As a parent, it becomes your responsibility to teach your child to swim. As well as many health benefits for a growing child, the ability to swim is extremely important for our safety (and also the safety of others) as we get older. It is also a great way to bond with your young child, assisting them in completing primitive strokes and becoming independent in the pool. As they grow older, enrolling them in swimming classes is a great way for them to stay active and meet new friends. Being able to swim also opens social avenues when we’re adults. If you’re looking to begin teaching your child and are unsure about where to start, here are a few ways to get going. For first timers, it can be best to introduce your child into a structured swimming programme under the supervision of qualified and accredited swimming teachers.

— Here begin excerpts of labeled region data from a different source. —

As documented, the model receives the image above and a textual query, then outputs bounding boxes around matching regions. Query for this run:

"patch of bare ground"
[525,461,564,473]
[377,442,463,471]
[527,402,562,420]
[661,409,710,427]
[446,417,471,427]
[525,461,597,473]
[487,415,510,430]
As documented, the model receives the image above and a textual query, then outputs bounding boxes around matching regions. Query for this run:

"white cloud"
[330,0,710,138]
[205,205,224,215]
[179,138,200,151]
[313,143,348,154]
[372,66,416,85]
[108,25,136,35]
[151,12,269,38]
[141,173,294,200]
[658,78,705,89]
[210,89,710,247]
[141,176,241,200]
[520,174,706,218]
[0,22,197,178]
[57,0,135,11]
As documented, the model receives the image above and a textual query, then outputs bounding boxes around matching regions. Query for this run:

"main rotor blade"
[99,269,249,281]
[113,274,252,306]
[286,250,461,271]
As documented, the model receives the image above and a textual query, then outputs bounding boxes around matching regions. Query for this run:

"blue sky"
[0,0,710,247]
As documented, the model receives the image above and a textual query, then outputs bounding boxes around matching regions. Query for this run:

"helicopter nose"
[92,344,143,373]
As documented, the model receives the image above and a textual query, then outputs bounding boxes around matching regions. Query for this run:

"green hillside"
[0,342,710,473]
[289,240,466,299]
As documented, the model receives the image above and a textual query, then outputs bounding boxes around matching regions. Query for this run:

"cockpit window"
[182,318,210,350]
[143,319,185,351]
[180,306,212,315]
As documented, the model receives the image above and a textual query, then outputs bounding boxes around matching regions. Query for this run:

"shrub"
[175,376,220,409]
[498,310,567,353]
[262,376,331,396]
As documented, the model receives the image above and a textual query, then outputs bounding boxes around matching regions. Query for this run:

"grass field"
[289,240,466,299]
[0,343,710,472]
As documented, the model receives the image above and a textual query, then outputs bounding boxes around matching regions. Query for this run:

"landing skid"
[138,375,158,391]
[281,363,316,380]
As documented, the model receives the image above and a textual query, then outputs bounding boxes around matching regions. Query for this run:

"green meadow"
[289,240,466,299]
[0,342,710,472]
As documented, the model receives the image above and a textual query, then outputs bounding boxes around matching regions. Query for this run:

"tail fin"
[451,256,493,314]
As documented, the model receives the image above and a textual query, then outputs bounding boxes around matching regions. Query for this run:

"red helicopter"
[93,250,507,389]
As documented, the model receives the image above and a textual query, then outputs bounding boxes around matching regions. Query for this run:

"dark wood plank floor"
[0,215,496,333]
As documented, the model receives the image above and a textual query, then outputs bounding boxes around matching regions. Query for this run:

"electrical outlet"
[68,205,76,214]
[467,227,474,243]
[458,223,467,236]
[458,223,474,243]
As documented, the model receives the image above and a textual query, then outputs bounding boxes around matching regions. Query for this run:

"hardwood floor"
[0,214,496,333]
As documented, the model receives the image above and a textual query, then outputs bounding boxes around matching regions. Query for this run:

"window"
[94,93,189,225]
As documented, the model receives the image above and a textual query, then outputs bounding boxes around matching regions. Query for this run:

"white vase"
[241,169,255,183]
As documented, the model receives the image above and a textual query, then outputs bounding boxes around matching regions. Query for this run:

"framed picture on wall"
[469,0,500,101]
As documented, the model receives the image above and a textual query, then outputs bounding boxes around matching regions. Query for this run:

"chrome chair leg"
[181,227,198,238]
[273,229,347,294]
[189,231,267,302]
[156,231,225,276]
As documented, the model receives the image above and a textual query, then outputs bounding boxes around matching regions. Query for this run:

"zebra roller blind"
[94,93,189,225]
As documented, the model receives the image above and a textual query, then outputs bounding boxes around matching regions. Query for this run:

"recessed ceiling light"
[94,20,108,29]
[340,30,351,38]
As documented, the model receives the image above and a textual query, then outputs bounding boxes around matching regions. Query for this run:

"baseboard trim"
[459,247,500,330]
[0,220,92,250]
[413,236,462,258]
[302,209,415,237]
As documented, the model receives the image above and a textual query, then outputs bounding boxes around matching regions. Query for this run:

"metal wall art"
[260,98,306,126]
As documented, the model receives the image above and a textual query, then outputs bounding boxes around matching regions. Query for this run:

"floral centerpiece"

Familiarise them with the Water
The first step is to accustom your child with the water, letting them dangle their legs in the pool to begin with. Then introduce them slowly into the shallow end where they can stand up and move
around in the water. Let them submerge their head to show that there is nothing to be scared of when going underwater. Allowing them to see you swimming in the pool feeling relaxed will also give them more confidence.
A way to both enhance safety and the enjoyment factor is to introduce floatation equipment to the session. Armbands are an obvious choice, which attach around the arms
and keeps your child afloat, allowing them to practice their stroke action with more ease, but in recent years there have been all kinds of developments in float suits which are designed just like traditional swimming costumes with the buoyancy of armbands built in to make swimming feel much more natural. You shouldn’t allow your child to use them for too long however as they may become reliant on their buoyancy when removed.
Allow them Freedom
It may be tempting to hold your child up in the water but this can restrict their progression. Instead, allow them to splash about and become used to moving
their limbs to stay afloat. Also demonstrate how they will float by lying on your back or lifting your legs up. This will give your child the confidence to try out new techniques in the knowledge they won’t sink.
Begin Teaching Strokes
When your child begins to feel confident in the pool and appears totally relaxed being in and under the water, you can begin to teach them basic swimming strokes. Ask them which style they feel most comfortable with, be it front crawl or breaststroke for example. Show them basic tips on how to move their arms and legs, as well as breathing techniques. Break the process down into different stages so they progress at a fair rate.
As the guardian of the child, you must keep an eye on them at all times without being too domineering at the same time
, however. Keep a relaxed manner yourself but also informative and direct when explaining important instructions. It is also important to sustain your trips to these swimming lessons, even if it seems you aren’t getting anywhere in the first few weeks.